If a family finds themselves in a PERMANENT situation where they are away from other saints, then they are obligated to establish a local church where they are, or relocate to an area where they can worship and work according to New Testament pattern. If they decide to establish a local church they MUST meet ALL of the criteria of a New Testament church.

The only reasons that I have seen for persons to choose to meet and worship in their homes rather than meet with the saints in an established local church in their area are: (1) They have followed the erroneous teaching that there is no such .thing as a local church, or (2) they have become angry with someone with whom they have been assembling, or (3) they disagree with some practice or decision of that church.

If their reason is they believe there is no such thing as a local church, they need to be taught the truth. (Acts 15:4, 1 Cor. 11:18; 16:1-2, 2 Cor. 11:8, etc.)

If their reason is they have become angry with someone, God has instructed us how to resolve such conflicts (Matt 18:15-20). If they choose to disregard God In these instructions, their problem is one of rebellion.

If their reason is a disagreement with a decision of the church, they need to consider the responsibilities of a Christian as noted from the scriptures above. (Please notice all six points),

The only way that God would approve of someone deciding to leave local church, because of some problem or problems, and start another, is if they have done all they can to correct the error they believe the church had entered into, and now believe the church has crossed over into denominationalism and it is no longer the Lord's church, (and there are no other faithful congregations nearby. )

God's family needs to learn to work together AS A FAMILY. The glue that binds a family together is love. Why is it that when problems arise within the church the first solution that seems to come to some people is to divide the church? Shouldn't we work together in love and find resolutions to our problems? Division can occur by one or more families quietly slipping away, or by a "knock-down-drag-out" fight that leaves a chasm that can never be crossed.

Hasn't God's church been fragmented enough? When Paul wrote to the churches that we claim to be emulating, he directed them to stay together and work out their problems; not with hatred and selfishness, but with love and self-sacrifice.

We wonder why our young people have so few contacts with other young Christians. Perhaps it is because we have so fragmented the body into "them" and "US" that we have both sickened the young among us, and separated them from those who would normally be "among them." Some of the "them" are those who have departed the faith and accepted denominational concepts. But many times the "them" are those that we have had some falling out with, or simply are separated from for selfish reasons.

We wonder why so many of God's churches have no elders and deacons. Perhaps it is because churches are kept so small by divisions and fragmentation there is not a very large 'pool' of qualified brethren to choose from.

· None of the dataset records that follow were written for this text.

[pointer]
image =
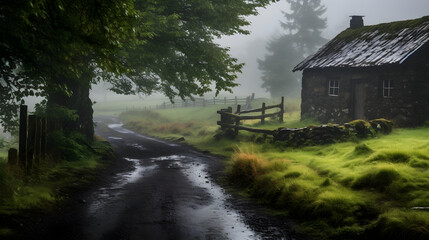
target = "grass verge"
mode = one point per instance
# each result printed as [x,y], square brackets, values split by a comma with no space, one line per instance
[363,189]
[48,185]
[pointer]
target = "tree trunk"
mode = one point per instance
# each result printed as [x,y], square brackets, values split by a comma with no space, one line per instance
[77,100]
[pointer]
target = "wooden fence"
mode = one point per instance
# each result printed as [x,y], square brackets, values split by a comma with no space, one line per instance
[202,102]
[229,120]
[32,141]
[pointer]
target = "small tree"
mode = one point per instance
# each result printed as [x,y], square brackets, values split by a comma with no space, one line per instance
[304,25]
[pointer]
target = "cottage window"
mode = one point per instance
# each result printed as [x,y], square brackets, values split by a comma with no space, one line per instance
[334,87]
[387,88]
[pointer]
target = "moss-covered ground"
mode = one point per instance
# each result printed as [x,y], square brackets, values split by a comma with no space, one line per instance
[361,189]
[49,183]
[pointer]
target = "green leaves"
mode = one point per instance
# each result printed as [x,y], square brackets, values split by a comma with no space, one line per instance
[304,25]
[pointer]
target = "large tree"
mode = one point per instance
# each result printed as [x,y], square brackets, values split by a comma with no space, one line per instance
[57,49]
[303,26]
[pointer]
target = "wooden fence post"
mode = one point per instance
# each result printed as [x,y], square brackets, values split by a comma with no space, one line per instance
[38,141]
[43,134]
[23,135]
[237,120]
[31,141]
[12,156]
[238,109]
[282,109]
[263,114]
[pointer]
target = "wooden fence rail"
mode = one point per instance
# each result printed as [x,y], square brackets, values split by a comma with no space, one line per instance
[202,102]
[229,120]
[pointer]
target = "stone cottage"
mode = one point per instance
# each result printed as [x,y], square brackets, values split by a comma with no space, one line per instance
[369,72]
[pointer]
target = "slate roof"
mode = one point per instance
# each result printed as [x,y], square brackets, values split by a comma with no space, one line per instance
[382,44]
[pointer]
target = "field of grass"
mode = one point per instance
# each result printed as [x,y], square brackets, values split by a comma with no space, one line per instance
[49,183]
[362,189]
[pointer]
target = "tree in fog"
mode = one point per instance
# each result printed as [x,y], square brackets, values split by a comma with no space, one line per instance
[303,27]
[57,49]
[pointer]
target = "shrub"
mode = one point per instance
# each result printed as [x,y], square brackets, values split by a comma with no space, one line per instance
[246,167]
[382,125]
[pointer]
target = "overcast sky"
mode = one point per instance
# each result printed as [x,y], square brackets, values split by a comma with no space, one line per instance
[247,48]
[266,25]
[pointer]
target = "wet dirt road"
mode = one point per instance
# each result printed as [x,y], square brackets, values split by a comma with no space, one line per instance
[160,190]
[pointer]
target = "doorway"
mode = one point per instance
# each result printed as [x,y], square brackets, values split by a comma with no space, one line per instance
[359,100]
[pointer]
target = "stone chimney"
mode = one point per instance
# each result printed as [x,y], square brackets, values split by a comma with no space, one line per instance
[356,21]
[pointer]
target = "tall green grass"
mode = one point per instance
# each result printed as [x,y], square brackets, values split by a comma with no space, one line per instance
[364,189]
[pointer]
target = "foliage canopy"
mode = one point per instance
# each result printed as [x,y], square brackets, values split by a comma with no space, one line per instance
[304,25]
[56,49]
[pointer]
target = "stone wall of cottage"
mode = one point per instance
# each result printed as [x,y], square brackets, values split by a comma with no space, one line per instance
[407,106]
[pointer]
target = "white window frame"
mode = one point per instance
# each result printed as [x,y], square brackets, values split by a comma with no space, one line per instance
[334,84]
[387,88]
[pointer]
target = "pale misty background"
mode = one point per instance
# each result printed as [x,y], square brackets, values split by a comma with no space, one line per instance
[248,48]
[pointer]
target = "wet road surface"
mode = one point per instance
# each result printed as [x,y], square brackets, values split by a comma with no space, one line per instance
[159,190]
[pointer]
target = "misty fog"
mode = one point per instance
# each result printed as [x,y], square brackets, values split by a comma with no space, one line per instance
[266,25]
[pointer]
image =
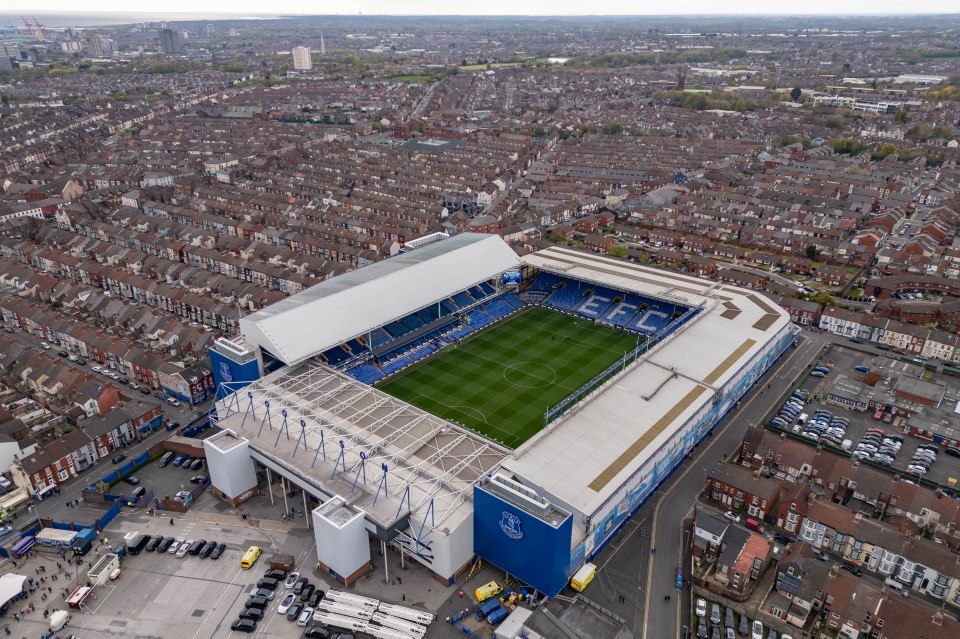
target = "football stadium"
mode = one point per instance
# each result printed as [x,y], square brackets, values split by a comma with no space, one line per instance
[458,401]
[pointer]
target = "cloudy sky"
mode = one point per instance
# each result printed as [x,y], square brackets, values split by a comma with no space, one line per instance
[494,7]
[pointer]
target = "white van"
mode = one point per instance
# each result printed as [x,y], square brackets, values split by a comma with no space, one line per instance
[893,584]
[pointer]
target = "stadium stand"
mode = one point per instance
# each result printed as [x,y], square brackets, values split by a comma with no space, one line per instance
[565,299]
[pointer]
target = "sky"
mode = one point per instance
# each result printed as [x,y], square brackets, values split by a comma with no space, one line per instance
[494,7]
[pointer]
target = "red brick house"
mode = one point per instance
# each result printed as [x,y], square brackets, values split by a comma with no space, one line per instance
[802,312]
[739,488]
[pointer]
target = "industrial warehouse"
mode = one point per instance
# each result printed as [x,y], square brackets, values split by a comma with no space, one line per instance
[365,396]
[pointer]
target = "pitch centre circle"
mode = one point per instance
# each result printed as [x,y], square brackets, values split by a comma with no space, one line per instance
[529,374]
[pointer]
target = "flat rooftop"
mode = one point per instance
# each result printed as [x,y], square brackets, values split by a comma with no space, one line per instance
[586,457]
[437,459]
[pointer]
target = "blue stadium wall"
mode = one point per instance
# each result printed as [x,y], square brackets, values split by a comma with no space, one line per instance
[230,376]
[610,517]
[520,543]
[542,557]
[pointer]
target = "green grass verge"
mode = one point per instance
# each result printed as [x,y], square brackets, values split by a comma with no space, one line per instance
[500,382]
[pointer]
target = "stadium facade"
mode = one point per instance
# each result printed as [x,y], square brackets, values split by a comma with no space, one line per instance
[295,400]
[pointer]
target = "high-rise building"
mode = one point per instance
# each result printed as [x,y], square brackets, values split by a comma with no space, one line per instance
[301,59]
[100,46]
[170,41]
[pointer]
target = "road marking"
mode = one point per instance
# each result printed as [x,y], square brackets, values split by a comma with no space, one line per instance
[677,480]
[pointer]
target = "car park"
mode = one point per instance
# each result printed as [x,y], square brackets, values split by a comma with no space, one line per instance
[262,592]
[305,617]
[252,613]
[294,612]
[286,603]
[701,607]
[243,625]
[306,591]
[184,548]
[267,582]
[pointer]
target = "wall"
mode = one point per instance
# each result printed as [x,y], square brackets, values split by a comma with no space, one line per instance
[527,547]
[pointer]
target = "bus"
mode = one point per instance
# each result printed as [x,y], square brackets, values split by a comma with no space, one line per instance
[583,577]
[336,608]
[23,546]
[350,599]
[407,627]
[410,614]
[250,557]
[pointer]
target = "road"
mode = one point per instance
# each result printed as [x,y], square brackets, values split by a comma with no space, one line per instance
[675,500]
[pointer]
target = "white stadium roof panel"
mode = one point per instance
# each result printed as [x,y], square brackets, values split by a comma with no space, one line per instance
[352,304]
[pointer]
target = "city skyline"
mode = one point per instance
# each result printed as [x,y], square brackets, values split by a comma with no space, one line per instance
[501,7]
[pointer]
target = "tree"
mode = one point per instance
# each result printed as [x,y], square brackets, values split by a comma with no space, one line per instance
[617,250]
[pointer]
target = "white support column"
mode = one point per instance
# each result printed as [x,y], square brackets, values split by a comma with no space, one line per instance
[269,484]
[386,566]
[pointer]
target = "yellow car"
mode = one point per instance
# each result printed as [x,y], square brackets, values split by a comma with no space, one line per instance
[486,591]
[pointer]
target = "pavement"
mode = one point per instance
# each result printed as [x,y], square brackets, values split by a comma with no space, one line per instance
[674,501]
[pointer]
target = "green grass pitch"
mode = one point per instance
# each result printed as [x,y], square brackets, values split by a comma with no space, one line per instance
[500,382]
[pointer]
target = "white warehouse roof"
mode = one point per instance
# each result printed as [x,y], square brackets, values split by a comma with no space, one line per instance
[352,304]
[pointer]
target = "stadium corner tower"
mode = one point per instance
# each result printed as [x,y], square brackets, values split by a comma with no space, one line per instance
[299,405]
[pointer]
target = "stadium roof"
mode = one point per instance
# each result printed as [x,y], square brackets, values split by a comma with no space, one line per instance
[584,459]
[436,459]
[352,304]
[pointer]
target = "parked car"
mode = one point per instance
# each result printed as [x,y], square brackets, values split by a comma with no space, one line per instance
[294,612]
[252,613]
[184,548]
[243,625]
[305,617]
[286,603]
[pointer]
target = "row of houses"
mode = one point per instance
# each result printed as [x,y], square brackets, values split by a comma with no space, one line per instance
[80,449]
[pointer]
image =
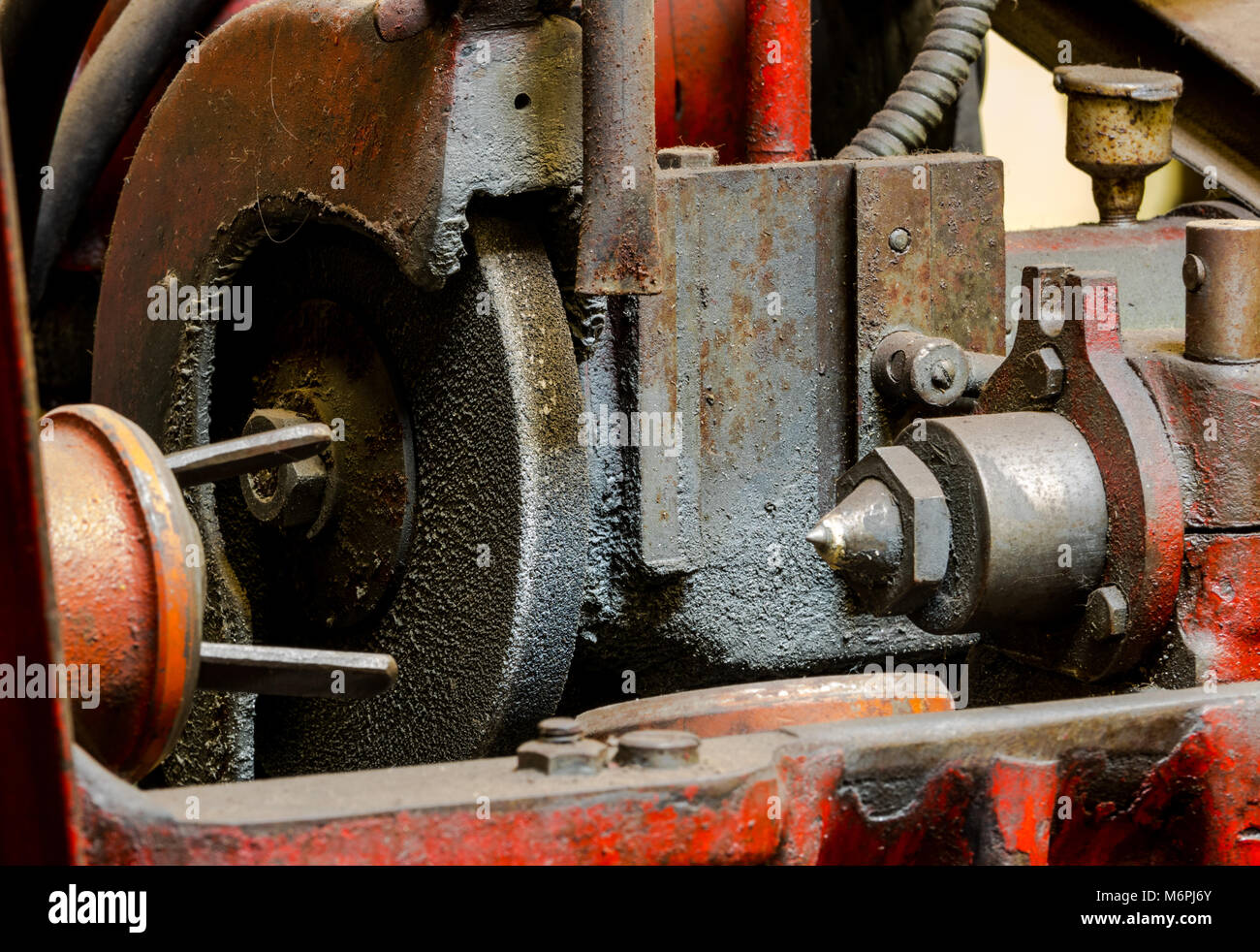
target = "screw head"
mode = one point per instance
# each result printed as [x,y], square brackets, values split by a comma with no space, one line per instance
[1193,272]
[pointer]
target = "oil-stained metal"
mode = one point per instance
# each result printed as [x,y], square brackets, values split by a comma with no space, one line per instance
[295,672]
[658,749]
[1079,315]
[1222,290]
[618,247]
[770,705]
[248,454]
[893,562]
[1119,130]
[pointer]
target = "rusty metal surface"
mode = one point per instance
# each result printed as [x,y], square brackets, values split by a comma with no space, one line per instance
[126,562]
[1222,292]
[37,813]
[1213,47]
[772,705]
[1107,401]
[1119,130]
[618,248]
[779,68]
[1211,412]
[751,348]
[949,280]
[1158,777]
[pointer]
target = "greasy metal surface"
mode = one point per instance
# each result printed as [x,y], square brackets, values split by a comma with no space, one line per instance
[1218,605]
[924,544]
[1157,777]
[1211,412]
[126,562]
[1222,290]
[246,454]
[779,68]
[295,672]
[618,248]
[1107,401]
[752,352]
[1211,46]
[37,814]
[772,705]
[1146,259]
[949,281]
[1028,521]
[1119,130]
[417,126]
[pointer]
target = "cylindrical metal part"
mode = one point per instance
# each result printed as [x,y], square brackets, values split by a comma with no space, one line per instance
[130,584]
[1027,520]
[618,248]
[779,79]
[1222,290]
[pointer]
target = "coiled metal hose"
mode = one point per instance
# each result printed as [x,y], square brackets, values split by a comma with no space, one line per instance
[931,84]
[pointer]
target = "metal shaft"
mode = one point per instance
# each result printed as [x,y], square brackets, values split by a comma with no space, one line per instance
[248,454]
[295,672]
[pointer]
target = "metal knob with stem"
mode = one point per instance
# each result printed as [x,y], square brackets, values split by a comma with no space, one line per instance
[130,579]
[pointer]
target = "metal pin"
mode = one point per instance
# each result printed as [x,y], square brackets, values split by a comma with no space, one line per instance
[247,454]
[295,672]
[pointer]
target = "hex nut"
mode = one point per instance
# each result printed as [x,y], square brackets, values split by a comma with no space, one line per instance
[565,757]
[298,494]
[925,528]
[1042,373]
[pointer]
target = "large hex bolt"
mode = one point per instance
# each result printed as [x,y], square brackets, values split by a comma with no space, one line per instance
[890,532]
[291,494]
[1119,130]
[1222,290]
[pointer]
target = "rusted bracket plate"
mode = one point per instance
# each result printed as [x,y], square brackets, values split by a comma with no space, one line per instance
[949,280]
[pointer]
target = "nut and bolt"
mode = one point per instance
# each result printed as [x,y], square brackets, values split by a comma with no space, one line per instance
[1042,373]
[562,749]
[1119,130]
[290,494]
[1107,613]
[658,749]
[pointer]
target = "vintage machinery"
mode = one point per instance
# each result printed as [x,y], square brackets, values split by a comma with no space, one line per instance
[509,402]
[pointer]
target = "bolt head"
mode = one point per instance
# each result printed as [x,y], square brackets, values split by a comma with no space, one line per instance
[1107,613]
[1042,373]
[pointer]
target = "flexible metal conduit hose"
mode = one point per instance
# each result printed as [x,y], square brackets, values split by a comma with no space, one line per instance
[112,87]
[931,84]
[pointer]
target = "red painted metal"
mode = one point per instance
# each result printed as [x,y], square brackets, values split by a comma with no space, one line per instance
[126,566]
[779,36]
[701,76]
[37,823]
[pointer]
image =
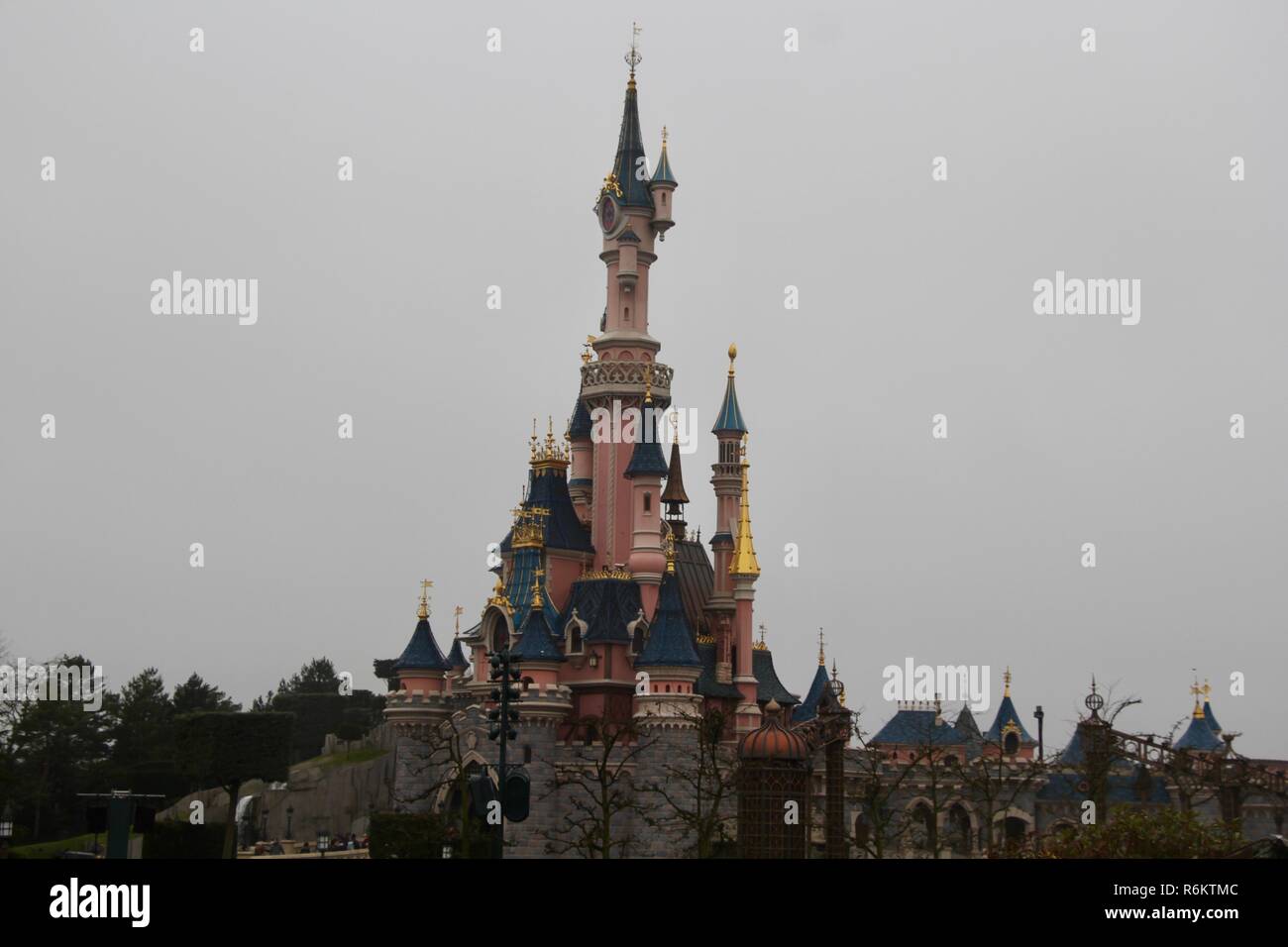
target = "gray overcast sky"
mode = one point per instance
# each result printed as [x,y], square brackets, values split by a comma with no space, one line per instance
[807,169]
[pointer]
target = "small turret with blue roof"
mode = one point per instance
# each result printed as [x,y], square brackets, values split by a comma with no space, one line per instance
[536,639]
[1199,736]
[1008,735]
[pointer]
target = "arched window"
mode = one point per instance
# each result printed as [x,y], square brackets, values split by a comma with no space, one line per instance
[958,828]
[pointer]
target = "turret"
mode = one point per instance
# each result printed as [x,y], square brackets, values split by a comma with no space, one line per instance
[645,474]
[669,657]
[421,672]
[662,188]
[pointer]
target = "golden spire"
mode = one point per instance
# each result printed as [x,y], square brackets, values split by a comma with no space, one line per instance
[536,589]
[423,612]
[634,56]
[1198,705]
[743,562]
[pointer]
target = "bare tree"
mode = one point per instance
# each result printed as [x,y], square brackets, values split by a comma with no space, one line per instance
[595,789]
[697,785]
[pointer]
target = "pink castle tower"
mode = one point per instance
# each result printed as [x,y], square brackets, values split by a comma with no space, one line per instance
[614,384]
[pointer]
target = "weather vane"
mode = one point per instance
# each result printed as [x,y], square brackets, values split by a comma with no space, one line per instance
[634,56]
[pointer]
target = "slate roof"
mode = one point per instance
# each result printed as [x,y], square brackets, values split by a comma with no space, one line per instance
[664,174]
[1119,788]
[768,685]
[729,418]
[1211,718]
[670,642]
[536,638]
[630,150]
[707,684]
[647,458]
[1198,736]
[563,528]
[1006,714]
[421,652]
[456,656]
[580,425]
[807,710]
[697,579]
[918,728]
[523,571]
[606,605]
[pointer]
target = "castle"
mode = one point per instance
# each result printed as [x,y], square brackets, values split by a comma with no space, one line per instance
[636,643]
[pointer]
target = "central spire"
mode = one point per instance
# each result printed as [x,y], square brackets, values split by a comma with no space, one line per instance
[630,166]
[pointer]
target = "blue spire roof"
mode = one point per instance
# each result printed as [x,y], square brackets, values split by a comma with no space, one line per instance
[664,174]
[523,571]
[630,150]
[1006,714]
[670,642]
[809,709]
[580,427]
[421,652]
[729,418]
[647,458]
[456,656]
[537,643]
[1211,718]
[1198,736]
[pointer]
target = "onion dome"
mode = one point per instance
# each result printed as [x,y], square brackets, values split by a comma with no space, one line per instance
[772,741]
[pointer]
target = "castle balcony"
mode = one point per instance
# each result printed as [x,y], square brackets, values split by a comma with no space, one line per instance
[604,380]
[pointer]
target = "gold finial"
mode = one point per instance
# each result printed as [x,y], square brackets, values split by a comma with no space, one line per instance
[423,612]
[743,562]
[634,56]
[536,589]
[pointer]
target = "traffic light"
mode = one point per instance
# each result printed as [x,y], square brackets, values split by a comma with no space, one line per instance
[516,793]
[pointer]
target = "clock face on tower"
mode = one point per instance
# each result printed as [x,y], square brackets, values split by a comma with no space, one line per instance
[606,213]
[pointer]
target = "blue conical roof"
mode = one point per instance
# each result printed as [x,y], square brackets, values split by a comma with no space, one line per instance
[421,652]
[536,639]
[630,151]
[1198,736]
[1006,714]
[647,458]
[664,174]
[670,641]
[729,418]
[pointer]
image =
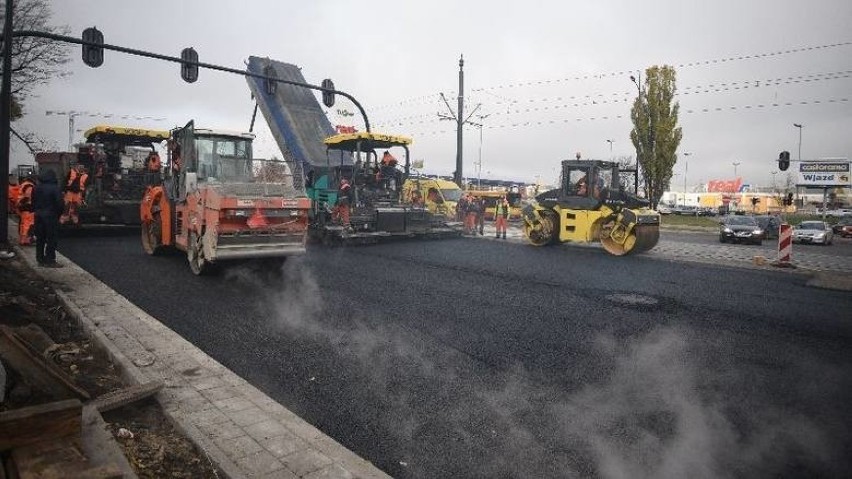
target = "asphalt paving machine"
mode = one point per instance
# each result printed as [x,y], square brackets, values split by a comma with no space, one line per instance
[592,205]
[114,159]
[217,203]
[378,208]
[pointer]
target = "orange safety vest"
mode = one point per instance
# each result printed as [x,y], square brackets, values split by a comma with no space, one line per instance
[154,163]
[76,182]
[25,200]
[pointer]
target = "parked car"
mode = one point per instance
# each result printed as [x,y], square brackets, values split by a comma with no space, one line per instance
[843,227]
[738,229]
[769,224]
[685,210]
[815,232]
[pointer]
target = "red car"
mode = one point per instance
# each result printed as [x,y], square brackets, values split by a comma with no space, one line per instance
[843,227]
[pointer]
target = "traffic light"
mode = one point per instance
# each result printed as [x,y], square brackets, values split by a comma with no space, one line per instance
[328,96]
[93,55]
[270,83]
[784,160]
[189,67]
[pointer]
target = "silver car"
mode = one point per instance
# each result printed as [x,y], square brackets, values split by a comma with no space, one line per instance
[816,232]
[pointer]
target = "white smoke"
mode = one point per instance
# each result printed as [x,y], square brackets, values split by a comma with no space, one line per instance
[652,415]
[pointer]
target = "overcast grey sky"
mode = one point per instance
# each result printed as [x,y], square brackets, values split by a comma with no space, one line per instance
[552,76]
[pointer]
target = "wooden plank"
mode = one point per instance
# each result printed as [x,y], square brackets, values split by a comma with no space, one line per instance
[29,425]
[125,396]
[58,459]
[40,374]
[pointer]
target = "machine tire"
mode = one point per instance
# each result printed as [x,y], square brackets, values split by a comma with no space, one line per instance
[195,255]
[548,233]
[152,237]
[642,238]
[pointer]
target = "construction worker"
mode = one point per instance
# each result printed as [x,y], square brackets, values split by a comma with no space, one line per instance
[387,175]
[480,215]
[75,189]
[472,209]
[344,200]
[48,205]
[13,193]
[501,215]
[152,171]
[26,217]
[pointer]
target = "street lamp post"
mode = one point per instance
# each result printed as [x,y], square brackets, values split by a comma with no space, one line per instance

We wonder why it is that our Bible classes rarely have enough children of each age group to have a good class. We wonder why some churches have quit having children's classes at all. Some children's classes have such a wide range of ages that they are just not effective. Again, the problem comes from fragmentation of the local church.

Isn't it about time that we start thinking about consolidation instead of fragmentation? Are we not to be good stewards of God's church? Is it good stewardship to maintain several church properties within the same area with each struggling to keep its bills paid?

Why can't churches consolidate and become stronger with greater influence in the community instead of fragmenting and dying out little ....by....little?